Blue Label turns to SAB
• Group’s new campaign and distribution team to lift performance in informal market
Blue Label Telecoms has hired a team of distribution specialists from South African Breweries to spearhead its push into the informal market, management says.
Blue Label Telecoms has hired a team of distribution specialists from South African Breweries (SAB) to spearhead its push into the informal market, management says.
“There is a massive campaign inside Blue Label, the first of its kind for the past eight to 10 years … which is a strategy directed entirely at the mass market,” co-CEO Brett Levy said on Thursday.
Blue Label, a distributor of airtime, prepaid electricity vouchers and other electronic products, planned to add “about 150,000 to 200,000 points of presence” over the next three years.
“This is not a wild number we’re throwing out there. We have a clear strategy dealing with a hub, a bigger independent store, and then moving down into what you call a spoke, which is the hundreds of thousands of spaza shops and shebeens. The team running this for us is a team that came almost directly out of SAB.”

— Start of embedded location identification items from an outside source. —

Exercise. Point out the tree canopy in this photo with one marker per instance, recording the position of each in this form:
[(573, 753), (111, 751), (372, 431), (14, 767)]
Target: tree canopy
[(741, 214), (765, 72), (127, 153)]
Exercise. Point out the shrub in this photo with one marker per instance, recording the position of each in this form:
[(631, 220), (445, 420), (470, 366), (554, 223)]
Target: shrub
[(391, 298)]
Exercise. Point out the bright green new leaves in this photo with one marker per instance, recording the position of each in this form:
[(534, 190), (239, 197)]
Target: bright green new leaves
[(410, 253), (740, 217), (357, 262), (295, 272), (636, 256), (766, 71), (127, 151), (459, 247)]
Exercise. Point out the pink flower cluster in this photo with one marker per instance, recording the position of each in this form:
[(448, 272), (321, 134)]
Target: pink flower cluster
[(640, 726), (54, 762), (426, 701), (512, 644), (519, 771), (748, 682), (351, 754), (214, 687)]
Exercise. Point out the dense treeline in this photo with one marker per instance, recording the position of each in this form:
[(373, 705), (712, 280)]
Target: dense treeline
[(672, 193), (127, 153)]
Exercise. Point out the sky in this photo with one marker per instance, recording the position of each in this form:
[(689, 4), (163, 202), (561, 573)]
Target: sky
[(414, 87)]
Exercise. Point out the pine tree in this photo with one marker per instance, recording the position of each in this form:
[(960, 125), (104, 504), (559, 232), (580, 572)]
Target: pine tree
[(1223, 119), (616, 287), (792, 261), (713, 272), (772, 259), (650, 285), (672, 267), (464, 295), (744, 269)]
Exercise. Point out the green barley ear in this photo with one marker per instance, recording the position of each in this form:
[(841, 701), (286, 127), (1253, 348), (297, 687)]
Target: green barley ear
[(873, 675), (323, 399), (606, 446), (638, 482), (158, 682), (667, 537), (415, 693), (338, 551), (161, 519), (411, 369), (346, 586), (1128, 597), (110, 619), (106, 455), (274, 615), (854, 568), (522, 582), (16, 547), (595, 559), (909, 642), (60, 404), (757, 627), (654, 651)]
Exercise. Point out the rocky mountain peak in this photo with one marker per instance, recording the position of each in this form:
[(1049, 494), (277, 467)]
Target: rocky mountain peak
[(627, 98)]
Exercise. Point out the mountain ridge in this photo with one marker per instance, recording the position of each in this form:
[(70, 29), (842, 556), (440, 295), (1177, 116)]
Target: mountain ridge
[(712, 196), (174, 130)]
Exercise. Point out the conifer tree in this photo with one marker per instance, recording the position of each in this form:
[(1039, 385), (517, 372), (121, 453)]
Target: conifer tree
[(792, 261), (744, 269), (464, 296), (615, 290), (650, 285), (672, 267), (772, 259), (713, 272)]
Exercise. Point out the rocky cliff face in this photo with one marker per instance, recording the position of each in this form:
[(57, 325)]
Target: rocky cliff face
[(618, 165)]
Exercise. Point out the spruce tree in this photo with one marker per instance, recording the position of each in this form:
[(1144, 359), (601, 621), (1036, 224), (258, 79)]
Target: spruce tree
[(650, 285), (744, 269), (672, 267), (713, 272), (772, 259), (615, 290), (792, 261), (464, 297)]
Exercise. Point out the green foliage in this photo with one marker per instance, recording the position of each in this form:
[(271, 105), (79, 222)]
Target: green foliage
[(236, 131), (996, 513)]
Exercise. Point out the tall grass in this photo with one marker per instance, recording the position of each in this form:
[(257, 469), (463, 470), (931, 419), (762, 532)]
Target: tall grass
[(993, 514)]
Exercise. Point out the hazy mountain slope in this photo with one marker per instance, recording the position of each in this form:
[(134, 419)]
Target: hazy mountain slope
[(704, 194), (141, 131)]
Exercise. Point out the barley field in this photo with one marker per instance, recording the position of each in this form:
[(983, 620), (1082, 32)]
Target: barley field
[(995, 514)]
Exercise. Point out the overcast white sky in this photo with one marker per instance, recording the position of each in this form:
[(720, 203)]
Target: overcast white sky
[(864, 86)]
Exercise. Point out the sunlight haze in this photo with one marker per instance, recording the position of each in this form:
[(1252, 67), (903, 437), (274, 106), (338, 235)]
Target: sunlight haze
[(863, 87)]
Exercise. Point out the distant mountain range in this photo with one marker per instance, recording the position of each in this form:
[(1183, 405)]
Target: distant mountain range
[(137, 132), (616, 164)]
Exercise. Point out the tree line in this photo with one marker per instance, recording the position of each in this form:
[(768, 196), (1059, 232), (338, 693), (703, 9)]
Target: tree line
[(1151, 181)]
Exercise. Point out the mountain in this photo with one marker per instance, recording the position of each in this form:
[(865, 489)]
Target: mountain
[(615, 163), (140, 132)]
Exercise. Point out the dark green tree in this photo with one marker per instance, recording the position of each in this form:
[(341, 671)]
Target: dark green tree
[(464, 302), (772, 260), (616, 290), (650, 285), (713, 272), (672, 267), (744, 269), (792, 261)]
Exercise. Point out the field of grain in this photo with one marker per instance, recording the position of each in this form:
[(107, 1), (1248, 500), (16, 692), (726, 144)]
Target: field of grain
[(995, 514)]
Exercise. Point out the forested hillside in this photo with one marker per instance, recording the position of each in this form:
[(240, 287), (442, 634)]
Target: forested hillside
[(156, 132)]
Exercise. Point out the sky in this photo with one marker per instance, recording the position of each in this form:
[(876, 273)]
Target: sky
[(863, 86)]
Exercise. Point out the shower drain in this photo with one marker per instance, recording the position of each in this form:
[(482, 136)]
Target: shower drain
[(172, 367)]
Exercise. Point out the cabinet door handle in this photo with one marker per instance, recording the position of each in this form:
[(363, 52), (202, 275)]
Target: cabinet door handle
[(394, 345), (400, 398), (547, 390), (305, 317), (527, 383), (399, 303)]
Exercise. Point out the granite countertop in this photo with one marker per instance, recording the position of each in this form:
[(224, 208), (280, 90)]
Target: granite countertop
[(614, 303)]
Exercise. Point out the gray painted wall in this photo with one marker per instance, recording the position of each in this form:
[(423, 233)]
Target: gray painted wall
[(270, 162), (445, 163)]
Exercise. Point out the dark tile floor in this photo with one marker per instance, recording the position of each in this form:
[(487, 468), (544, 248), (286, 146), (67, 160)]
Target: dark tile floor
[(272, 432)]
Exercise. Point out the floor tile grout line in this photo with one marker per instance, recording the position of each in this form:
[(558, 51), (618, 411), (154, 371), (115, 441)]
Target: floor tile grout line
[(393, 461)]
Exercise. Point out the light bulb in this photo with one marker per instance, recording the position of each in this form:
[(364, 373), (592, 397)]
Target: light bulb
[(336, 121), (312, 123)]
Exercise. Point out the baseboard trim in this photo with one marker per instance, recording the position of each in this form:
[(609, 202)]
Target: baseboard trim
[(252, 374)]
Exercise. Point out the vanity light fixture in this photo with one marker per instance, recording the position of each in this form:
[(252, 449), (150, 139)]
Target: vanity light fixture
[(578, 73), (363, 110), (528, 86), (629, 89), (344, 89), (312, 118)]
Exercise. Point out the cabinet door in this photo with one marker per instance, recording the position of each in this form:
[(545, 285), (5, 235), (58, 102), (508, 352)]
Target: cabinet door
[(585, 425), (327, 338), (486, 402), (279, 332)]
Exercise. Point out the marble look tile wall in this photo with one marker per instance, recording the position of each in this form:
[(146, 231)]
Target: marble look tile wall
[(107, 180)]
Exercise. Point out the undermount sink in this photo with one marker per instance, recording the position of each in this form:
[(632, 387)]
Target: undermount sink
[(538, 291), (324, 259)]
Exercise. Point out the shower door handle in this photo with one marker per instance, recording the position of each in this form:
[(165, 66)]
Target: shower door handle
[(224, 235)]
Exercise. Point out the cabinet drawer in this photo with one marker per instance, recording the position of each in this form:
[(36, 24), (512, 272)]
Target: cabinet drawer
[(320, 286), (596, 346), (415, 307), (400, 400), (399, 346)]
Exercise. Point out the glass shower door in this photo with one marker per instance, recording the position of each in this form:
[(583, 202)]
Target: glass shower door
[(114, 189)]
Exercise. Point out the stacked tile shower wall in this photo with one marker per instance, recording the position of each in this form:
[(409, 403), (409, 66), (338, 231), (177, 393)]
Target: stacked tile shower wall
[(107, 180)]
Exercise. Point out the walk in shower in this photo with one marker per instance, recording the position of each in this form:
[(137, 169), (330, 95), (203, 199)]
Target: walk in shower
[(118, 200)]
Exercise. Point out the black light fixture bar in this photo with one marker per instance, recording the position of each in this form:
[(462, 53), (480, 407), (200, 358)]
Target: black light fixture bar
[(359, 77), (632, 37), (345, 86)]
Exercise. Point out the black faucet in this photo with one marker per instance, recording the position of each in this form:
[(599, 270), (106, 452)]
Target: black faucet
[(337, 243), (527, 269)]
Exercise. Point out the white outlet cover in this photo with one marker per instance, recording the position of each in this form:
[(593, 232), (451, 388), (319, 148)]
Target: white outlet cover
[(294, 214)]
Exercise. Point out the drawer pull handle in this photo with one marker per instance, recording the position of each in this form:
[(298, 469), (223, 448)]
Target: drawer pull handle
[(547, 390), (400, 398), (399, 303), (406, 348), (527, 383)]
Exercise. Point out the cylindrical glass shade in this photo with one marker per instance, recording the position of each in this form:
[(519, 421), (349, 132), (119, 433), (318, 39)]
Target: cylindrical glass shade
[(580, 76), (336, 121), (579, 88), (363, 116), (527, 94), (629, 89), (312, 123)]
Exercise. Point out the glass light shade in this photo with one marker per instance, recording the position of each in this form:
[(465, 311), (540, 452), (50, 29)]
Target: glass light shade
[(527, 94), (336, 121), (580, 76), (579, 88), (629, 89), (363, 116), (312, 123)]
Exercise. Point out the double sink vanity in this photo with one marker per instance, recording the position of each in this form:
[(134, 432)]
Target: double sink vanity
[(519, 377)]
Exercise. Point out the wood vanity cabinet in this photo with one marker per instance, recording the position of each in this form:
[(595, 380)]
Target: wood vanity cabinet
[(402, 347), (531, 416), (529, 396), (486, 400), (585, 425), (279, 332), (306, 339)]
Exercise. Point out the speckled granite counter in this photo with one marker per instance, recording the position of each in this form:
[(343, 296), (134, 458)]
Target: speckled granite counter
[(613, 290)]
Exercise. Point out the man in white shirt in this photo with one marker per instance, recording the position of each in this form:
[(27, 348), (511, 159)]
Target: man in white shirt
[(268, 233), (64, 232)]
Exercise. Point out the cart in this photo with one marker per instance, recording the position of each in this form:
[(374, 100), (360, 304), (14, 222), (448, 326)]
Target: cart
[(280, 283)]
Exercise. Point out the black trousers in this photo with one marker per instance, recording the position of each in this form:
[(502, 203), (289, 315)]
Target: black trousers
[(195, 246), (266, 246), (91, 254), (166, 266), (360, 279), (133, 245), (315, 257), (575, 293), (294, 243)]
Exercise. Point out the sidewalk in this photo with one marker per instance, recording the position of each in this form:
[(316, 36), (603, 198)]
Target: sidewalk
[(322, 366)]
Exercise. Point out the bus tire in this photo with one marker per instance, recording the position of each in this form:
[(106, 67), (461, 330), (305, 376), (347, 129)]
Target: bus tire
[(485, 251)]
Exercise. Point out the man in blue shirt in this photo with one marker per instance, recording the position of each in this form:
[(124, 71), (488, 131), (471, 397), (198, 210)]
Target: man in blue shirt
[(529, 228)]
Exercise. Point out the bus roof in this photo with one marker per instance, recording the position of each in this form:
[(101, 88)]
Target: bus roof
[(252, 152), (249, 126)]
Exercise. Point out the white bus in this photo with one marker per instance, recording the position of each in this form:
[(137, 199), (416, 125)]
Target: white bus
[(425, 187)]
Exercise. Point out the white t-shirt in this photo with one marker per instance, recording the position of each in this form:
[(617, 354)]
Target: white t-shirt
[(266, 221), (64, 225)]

When SABMiller was acquired by Anheuser-Busch InBev, a number of senior SAB staff left the brewer.
“We were fortunate enough to get six or seven of these people. No one understands the rule of independent markets better than SAB,” Levy said.
Wayne McCauley, a former sales and distribution director at SAB, joined Blue Label as chief operations officer for SA in 2017, along with other former SAB and Coca-Cola staff.
Blue Label said on Thursday group revenue for the six months ended November 2017 rose 2% to R13.5bn, or 10% when including sales of “pinless topup” products.
Core headline earnings more than doubled to R1.36bn thanks largely to Blue Label’s share of profits in Cell C of R928m, the bulk of which related to the recognition of a deferred tax gain. Cell C’s deferred tax asset, which is worth R1.92bn, resulted in an R865m gain for Blue Label via its 45% stake in the mobile operator.
Cell C has a further R2bn to R3bn in deferred tax assets, which will be realised in future reporting periods, Blue Label management said.
“The only way that you’re entitled to use these deferred tax assets, especially of this magnitude, is if the auditors agree that the [Cell C] business model is sustainable,” co-CEO Mark Levy said.
“What should give the market solace is that we had their auditors, KPMG, and ours, PwC, verifying that the model is sound and sustainable enough to utilise that asset,” Levy said.
Blue Label’s share price surged 14.93% to close at R13.55.